A 67-year-old woman in Hainault Erquelinnes, Belgium, left home to drive about 90 miles to the train station in Brussels to pick up a friend. She entered her destination address in her GPS and started following directions. On her second day of driving, she found herself 900 miles away in Croatia, not at the train station in Brussels.
Whether she entered the wrong address in the GPS or the device was faulty is not known. Whatever happened, she ended up following a route that took her out of Belgium into Germany, then southeast through Germany, Austria, the northeast corner of Slovenia and into Zagreb, Croatia.
She stopped twice for gas, pulled over to the side of the road for a nap, and even had a minor fender bender accident before fully realizing and accepting that she was headed in the wrong direction. She admitted to having had clues that she was going the wrong way.
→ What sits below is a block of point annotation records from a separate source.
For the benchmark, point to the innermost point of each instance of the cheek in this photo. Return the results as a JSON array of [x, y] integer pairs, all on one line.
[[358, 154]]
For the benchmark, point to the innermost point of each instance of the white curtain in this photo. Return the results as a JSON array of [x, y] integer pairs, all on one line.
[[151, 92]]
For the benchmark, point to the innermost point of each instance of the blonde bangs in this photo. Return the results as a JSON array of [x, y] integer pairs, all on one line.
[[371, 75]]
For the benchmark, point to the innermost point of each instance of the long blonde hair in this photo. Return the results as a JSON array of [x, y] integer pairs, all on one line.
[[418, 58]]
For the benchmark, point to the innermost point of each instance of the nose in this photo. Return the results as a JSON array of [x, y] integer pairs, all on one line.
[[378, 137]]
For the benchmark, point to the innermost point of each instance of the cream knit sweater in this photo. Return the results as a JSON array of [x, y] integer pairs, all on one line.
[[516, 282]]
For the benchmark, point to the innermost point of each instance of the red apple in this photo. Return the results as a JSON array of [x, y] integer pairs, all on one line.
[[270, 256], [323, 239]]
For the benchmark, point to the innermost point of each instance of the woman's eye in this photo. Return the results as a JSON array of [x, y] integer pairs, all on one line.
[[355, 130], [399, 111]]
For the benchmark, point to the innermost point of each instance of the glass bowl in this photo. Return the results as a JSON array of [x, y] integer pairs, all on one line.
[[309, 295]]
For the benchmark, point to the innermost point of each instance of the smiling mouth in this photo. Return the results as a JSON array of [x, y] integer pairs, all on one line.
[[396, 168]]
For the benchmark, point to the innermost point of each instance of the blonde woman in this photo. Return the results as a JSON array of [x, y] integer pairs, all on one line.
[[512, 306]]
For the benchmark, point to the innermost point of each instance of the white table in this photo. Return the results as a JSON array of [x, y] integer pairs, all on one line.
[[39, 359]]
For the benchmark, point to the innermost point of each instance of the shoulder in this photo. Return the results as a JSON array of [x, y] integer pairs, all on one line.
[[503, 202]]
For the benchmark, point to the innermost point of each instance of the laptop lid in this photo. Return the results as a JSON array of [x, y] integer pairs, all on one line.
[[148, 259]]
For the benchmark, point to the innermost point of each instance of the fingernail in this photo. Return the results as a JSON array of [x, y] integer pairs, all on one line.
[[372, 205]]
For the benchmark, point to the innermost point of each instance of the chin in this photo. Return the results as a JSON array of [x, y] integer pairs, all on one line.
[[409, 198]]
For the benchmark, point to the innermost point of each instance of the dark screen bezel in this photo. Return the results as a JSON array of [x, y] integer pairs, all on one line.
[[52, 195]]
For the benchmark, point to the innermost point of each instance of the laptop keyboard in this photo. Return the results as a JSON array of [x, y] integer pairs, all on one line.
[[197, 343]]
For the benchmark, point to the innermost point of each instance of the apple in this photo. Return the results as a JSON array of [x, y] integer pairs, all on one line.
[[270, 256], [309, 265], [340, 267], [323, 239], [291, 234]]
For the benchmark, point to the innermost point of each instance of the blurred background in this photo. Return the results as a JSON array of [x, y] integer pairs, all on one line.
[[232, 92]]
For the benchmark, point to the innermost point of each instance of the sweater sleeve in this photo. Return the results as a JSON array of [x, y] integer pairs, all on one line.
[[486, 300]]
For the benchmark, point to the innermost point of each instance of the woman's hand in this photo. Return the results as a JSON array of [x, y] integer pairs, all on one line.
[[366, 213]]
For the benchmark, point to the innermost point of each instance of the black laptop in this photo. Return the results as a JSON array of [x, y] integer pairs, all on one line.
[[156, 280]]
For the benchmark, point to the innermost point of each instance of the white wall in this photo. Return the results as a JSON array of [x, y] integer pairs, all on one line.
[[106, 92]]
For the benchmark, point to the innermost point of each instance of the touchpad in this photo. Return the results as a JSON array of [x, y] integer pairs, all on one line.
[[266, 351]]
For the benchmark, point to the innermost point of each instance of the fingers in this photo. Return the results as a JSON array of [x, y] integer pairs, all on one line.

The woman told El Mundo, “I was distracted, so I kept driving. I saw all kinds of traffic signs, first in French, then German and finally in Croatian, but I kept driving because I was distracted. Suddenly I appeared in Zagreb and I realized I wasn’t in Belgium anymore.”
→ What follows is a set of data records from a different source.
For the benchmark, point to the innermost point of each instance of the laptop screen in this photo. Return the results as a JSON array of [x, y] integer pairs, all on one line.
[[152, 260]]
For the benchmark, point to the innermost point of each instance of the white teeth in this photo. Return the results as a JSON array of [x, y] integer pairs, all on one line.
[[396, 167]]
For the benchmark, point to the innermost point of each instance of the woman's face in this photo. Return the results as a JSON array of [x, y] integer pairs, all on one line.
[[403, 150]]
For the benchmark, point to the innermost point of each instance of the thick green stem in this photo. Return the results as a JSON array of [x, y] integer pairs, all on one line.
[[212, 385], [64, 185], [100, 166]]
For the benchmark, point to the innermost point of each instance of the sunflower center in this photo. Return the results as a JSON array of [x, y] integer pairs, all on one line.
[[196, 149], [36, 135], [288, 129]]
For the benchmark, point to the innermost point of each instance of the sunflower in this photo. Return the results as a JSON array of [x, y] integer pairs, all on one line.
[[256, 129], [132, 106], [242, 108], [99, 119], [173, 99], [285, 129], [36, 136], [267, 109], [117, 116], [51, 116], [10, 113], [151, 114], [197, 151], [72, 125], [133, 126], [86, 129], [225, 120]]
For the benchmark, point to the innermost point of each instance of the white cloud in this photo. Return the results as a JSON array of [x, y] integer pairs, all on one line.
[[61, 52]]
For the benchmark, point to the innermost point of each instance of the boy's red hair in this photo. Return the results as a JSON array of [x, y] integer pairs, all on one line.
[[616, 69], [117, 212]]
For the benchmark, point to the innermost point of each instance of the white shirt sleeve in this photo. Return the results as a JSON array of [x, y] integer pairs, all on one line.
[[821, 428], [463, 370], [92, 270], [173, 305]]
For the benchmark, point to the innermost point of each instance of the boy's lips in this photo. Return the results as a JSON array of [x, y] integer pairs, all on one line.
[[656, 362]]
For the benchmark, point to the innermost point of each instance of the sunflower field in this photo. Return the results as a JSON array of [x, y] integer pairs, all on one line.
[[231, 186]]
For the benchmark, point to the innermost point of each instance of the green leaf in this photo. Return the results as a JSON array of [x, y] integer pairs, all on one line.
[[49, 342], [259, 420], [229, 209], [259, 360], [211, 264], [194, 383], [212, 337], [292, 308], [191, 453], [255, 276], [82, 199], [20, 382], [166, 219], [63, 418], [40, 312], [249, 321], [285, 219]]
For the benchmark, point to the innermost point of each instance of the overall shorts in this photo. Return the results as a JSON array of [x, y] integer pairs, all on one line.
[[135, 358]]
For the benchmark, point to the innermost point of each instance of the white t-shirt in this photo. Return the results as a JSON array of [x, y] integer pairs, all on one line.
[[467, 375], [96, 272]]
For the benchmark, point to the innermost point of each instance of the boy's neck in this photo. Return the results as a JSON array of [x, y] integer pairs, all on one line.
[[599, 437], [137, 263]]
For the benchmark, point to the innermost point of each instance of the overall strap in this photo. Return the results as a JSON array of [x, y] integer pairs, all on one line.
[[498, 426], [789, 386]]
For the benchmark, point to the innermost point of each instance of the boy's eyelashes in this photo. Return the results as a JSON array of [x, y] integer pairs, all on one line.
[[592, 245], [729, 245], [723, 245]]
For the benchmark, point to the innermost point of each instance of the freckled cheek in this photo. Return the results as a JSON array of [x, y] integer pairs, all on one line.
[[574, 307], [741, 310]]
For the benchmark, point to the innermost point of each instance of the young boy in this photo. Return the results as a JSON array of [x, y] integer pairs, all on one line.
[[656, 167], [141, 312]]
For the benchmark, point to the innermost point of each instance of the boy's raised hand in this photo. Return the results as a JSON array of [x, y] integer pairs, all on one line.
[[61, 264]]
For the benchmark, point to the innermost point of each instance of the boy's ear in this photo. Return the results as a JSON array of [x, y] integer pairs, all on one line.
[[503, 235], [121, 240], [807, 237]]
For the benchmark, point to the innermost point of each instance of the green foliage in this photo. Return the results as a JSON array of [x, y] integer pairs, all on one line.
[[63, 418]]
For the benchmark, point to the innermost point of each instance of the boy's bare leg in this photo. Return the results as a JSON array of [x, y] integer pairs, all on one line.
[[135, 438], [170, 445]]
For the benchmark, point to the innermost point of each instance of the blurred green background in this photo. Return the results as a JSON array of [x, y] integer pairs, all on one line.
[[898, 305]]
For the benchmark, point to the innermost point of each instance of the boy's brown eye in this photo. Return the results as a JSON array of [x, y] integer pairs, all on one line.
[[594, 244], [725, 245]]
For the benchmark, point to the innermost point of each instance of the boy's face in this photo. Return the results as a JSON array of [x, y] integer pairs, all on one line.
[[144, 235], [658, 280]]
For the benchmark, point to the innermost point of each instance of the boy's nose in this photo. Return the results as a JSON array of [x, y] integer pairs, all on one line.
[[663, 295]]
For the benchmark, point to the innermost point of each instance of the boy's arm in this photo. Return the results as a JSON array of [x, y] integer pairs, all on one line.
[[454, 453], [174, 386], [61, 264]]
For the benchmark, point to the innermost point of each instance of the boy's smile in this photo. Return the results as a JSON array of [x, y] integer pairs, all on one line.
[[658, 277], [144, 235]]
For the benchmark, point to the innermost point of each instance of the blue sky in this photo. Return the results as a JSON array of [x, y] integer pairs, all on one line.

If we are honest, most of her would admit that we wonder how the woman could possibly go that many miles and that many hours without realizing she was off track and stopping to get straightened out. Certainly, we wouldn’t do that. Right?
Maybe we wouldn’t do it in our car with our GPS, but some of us might enter wrong information in our spiritual GPS and blindly follow it despite how far off track we get. Just like the woman, we might ignore the many clues along the way and keep on trucking.
If we are oblivious to the clues or choose to ignore them, we can travel a path that clearly leads us away from our faith. If we suspect we have misunderstood our Global Positioning System or have entered wrong information, we check it out. We need to do the same with God’s Positioning System, the Bible. If signs and clues are there that we are off track, the best move is to stop and check our spiritual GPS.
Good point.
Thanks.
Fantastic article Harry!! Interesting, my Bible study today was regarding the same thing. This problem is something I see often.
Thanks for the comment and for reading the blog regularly.